I'm not talking about Frank Capra's WW2 propaganda films here, but about Justin Raimondo's brilliant editorial on Antiwar.com today, worth quoting at length:
American imperialism is bad for America. It undermines our republican (small-'r') institutions, it renders the effort to roll back Big Government futile, and it corrupts our character as a people. It also kills those it is supposed to be "liberating" – a moral conundrum that none of the advocates of America's "benevolent hegemony" acknowledge, let alone have an answer to.
War has a degenerative effect on republican institutions, and fatally undermines the rule of law and constitutional government, for the simple reason that war is lawlessness. While we all pretend that there are "rules of war," and every nation swears to abide by the Geneva Conventions, everybody knows that this is balderdash pure and simple. If you want to see the "rules of war" in operation, take a look at that video of a U.S. Marine blasting the head off a wounded insurgent in a Fallujah mosque. That is the true face of war, which is why no American television station has dared show the full unedited footage.
War centralizes political authority and economic power, investing all power in the state – and assigning obedience, rather than freedom, to the top rank in the social hierarchy of values. This, for libertarians, is the crux of the matter.
All States are necessarily aggressive, first and foremost against their own citizen-subjects. They exist by plundering producers and redistributing the loot to their precinct captains and supporters. The State is perpetually at war with those it robs and regulates.

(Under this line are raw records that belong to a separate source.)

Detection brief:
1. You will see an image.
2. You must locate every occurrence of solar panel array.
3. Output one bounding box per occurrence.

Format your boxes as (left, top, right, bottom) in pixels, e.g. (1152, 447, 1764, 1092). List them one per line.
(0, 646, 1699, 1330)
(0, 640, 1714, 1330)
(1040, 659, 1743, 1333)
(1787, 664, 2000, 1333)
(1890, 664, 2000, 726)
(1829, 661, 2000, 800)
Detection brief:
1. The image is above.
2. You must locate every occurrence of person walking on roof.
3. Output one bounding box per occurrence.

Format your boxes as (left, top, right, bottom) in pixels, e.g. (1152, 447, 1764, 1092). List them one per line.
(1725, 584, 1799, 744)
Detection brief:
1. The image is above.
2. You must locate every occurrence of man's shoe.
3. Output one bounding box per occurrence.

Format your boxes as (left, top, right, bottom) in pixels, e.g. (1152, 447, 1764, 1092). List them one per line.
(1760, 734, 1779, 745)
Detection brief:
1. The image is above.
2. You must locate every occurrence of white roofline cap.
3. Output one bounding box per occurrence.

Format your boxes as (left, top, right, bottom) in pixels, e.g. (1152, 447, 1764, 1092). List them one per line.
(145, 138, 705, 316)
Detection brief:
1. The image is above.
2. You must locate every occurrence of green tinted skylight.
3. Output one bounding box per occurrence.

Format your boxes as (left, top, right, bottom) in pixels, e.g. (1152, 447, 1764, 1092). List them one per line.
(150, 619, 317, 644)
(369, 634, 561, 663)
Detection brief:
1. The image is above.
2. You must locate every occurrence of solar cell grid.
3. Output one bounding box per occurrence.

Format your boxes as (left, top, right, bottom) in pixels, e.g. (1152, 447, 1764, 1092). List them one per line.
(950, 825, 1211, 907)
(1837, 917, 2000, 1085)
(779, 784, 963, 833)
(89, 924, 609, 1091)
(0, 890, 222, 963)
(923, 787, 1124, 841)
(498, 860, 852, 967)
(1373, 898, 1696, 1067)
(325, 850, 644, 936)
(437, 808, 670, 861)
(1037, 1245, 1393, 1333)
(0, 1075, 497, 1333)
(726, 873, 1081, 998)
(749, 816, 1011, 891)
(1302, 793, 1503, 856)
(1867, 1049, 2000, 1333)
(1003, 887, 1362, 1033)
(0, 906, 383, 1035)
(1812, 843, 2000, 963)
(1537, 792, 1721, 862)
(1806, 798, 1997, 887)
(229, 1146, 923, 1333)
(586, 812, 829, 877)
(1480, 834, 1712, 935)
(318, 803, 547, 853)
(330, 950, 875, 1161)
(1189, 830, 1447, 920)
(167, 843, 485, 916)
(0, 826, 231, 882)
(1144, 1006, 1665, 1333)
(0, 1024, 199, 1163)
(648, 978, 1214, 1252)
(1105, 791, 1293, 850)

An apparatus especially designed to maintain a monopoly of violence in a given geographical area, it is the perfect war-fighting machine.
Aside from the question of whether such an institution is a necessary evil, or should be altogether abolished, all libertarians must agree that the power of the State should be severely limited – and not only within its own borders but also beyond.
[...]
The quest for empire is, in itself, a form of corruption: it is the rot that eats away at the tree of liberty, invisibly hollowing it out and depriving it of its essence. Let us tend our own garden, and leave others in peace to tend theirs.

1 comment:

earth that was said...

The Raimondo "Why We Fight" editorial was a beauty.

I think libertarians and genuine conservatives also need to think about breaking down the artificial firewall between their domestic policy analysis and foreign policy views.

Here's what I mean.

David Friedman (like Milton Friedman before him) argues that in "the political marketplace" small, well organised interest groups outgun the broader less well organised public interest. It's the concentrated versus the dispersed and the 'seen' versus 'the unseen'.

I have some references to some discussion by David Friedman here for anyone wanting to dig deeper.

Market oriented thinkers are willing to apply this analysis to (say) tariff protection, but are apparently unwilling to jump the imaginary fence to discuss this effect at work in foreign policy.